“I’ve done no exercises, yet my back feels great!” That is the result of a 100-year-old method called The Alexander Technique. This approach has been used by thousands of people worldwide including Paul McCartney, Sting, Julie Andrews, Aldous Huxley, Linda McCartney, Paul Newman, members of the British Royal Family and Robin Williams. Yet why don’t more people know about this non-invasive, life-changing method called The Alexander Technique? There are no ready answers, but one might guess its emphasis on observing and changing is not what we’re used to. Alexander Technique is offered at most music, dance and drama schools throughout North America, Europe and Australia.

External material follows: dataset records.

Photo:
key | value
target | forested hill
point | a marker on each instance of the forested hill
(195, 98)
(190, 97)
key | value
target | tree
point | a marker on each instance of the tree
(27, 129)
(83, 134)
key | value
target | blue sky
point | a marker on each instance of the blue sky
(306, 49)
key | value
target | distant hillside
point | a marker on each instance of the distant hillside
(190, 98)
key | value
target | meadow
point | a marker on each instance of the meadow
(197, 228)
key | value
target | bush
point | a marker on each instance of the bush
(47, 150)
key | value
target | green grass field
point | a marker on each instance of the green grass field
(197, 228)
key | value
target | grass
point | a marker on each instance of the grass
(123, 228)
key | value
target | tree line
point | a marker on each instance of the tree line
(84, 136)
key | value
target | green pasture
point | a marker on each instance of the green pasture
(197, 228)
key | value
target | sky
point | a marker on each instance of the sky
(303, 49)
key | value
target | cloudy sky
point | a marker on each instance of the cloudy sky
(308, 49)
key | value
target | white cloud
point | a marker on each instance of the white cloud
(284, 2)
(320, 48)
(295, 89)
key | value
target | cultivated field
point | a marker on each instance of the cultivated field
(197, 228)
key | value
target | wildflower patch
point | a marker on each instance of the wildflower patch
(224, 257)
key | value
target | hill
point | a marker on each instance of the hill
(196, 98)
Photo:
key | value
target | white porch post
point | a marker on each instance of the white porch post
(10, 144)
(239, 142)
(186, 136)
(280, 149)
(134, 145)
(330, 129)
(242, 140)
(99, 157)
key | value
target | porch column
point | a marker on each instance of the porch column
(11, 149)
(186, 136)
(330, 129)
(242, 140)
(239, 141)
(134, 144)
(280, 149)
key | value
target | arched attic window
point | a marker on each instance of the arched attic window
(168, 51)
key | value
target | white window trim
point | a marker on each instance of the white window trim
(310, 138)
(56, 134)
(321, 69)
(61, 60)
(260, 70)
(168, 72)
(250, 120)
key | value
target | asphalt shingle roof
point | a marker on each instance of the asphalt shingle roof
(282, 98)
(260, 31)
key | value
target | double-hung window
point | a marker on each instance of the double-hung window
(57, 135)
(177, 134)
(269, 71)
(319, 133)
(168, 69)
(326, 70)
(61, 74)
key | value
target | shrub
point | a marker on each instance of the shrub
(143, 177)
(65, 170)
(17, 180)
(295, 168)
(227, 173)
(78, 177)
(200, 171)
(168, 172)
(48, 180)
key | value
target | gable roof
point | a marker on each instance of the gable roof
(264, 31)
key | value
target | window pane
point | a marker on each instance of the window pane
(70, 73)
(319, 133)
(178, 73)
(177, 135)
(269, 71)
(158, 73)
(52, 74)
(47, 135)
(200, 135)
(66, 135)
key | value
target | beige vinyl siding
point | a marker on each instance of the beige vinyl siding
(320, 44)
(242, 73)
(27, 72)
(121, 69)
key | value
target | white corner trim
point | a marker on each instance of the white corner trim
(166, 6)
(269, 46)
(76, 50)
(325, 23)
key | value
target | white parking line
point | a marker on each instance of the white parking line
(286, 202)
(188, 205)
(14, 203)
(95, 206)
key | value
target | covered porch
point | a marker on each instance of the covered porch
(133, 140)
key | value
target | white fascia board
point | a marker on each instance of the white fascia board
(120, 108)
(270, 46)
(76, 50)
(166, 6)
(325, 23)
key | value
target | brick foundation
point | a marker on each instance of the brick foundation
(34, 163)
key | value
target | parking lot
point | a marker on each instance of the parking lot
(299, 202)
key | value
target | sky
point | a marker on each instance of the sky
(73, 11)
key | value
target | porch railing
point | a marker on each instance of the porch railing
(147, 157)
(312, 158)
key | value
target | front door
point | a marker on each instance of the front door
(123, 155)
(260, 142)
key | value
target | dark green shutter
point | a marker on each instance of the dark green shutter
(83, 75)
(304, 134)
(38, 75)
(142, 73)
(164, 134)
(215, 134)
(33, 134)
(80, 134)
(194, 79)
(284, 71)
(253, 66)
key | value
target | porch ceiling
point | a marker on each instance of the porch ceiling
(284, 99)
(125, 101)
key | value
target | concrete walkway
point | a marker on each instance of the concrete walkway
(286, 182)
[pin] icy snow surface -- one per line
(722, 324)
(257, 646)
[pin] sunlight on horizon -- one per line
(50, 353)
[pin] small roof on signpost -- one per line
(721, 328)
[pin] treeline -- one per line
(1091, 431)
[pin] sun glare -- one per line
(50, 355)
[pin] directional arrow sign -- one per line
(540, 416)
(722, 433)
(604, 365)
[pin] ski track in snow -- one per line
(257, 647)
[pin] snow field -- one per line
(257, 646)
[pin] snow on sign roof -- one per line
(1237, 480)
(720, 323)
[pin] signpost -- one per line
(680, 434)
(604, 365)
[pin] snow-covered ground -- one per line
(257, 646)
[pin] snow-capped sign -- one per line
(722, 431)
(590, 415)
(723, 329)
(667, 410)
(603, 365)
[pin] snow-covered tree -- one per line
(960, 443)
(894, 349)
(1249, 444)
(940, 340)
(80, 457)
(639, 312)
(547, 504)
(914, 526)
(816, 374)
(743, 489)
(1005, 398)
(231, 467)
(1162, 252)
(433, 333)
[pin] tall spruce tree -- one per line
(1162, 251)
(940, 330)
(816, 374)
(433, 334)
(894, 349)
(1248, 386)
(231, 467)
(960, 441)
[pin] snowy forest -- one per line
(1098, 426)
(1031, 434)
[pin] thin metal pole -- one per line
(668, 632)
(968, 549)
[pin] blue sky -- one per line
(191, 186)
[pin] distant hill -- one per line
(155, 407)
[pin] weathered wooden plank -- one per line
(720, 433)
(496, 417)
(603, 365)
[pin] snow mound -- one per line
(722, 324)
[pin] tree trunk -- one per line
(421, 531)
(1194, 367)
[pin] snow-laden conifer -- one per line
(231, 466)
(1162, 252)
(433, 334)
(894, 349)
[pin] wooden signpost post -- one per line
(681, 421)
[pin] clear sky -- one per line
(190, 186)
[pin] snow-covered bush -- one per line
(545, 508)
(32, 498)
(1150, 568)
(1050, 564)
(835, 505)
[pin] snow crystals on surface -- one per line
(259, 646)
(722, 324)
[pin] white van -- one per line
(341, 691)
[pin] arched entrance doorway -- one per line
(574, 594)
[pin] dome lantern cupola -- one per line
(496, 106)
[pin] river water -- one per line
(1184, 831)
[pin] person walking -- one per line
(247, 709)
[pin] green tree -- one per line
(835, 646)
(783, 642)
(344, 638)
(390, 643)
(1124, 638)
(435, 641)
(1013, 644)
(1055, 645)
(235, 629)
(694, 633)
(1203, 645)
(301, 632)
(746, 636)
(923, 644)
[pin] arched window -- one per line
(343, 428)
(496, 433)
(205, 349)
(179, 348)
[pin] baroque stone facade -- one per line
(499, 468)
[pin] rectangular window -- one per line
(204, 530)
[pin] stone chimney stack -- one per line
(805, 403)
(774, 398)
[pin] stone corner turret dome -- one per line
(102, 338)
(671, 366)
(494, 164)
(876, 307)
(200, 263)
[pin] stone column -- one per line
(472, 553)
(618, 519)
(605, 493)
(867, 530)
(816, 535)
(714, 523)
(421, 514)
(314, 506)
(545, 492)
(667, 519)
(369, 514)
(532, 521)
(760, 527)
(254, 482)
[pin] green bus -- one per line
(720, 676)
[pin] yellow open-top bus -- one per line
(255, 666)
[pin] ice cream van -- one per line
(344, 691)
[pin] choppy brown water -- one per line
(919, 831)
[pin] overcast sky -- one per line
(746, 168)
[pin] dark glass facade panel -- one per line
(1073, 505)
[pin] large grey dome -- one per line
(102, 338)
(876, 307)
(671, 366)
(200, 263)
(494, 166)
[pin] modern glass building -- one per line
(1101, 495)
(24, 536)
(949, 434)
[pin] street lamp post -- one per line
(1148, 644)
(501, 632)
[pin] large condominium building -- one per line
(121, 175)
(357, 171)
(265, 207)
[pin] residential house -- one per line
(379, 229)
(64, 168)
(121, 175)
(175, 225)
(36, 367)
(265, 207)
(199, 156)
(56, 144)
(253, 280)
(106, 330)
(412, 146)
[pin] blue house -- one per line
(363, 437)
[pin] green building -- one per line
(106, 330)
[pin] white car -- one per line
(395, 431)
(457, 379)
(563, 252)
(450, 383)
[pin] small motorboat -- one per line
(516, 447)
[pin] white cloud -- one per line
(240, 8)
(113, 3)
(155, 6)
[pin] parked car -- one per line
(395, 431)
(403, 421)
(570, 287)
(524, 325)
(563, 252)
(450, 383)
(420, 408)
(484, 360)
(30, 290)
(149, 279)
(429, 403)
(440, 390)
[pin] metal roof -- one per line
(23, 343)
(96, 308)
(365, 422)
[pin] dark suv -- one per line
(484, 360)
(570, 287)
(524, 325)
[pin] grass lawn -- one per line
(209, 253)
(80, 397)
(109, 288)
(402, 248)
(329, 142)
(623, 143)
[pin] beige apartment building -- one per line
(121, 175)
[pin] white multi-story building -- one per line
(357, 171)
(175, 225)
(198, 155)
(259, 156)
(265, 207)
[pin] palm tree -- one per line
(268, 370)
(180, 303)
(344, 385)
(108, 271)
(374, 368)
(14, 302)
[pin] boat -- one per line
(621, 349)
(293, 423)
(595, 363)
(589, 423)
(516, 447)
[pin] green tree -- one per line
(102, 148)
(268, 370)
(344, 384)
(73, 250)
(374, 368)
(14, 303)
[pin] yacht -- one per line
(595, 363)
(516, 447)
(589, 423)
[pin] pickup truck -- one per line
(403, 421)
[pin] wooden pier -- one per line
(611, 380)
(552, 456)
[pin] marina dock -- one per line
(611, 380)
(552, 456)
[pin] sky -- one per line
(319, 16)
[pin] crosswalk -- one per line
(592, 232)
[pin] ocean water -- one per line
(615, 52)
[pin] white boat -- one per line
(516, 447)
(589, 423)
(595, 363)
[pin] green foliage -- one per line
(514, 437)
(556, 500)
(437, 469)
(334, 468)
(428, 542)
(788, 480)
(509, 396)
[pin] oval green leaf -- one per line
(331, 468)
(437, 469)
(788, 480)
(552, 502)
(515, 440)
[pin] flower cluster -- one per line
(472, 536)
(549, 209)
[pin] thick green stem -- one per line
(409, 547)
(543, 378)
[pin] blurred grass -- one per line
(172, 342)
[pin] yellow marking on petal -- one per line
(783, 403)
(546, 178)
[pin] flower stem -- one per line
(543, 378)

However, it’s not limited to performers. Using the computer, brushing your teeth, walking to the car or picking up your socks can be a painful chore or can be morphed into grist for the mill. With guidance, everyday actions can be easier and stress free.At its core, Alexander Technique identifies compressive habits that might otherwise go unnoticed, habits that affect how we feel. For example, if your back hurts as you hunch over the computer keyboard, you might be in the grip of a habit combined with misinformation. In our modern world of “faster stronger more,” the Alexander Technique takes a step back, slows us down for a close look at how we’re doing what we’re doing. Take washing dishes, as another example. Are your legs tensed? Are you bending at a false joint, somewhere in your mid-back? That hurts. Instead, you can learn to use your knees and hips to bend, thus allowing the spine and back to expand naturally. Are your neck and shoulders chronically tensed? The root cause is the startle reflex.
Learning how to change this pattern is an essential part of the Alexander Technique.
Even our language describing our intentions can be unhelpful. Words affect us more than we realize. Take the word “posture.” Instead of it producing a positive result, this word is often stiffening. Or the words, “sit up straight.” This phrase usually leads to contraction and pain. Deepak Chopra said it best: “words are more than symbols, they are triggers of biological response.” You can substitute the words balance, ease and expansion to assist change. Our stress hormone, cortisol, goes down when we are expanded rather than contracted. How to expand without trying is the essence of the Alexander Technique. It is taught through gentle hands-on guidance and verbal cues, looking at everyday actions such as sitting, bending, reaching, breathing, lifting, standing and walking. Specialized uses helping the way you approach playing music, singing, acting, practicing martial arts, dancing …well, you get the idea.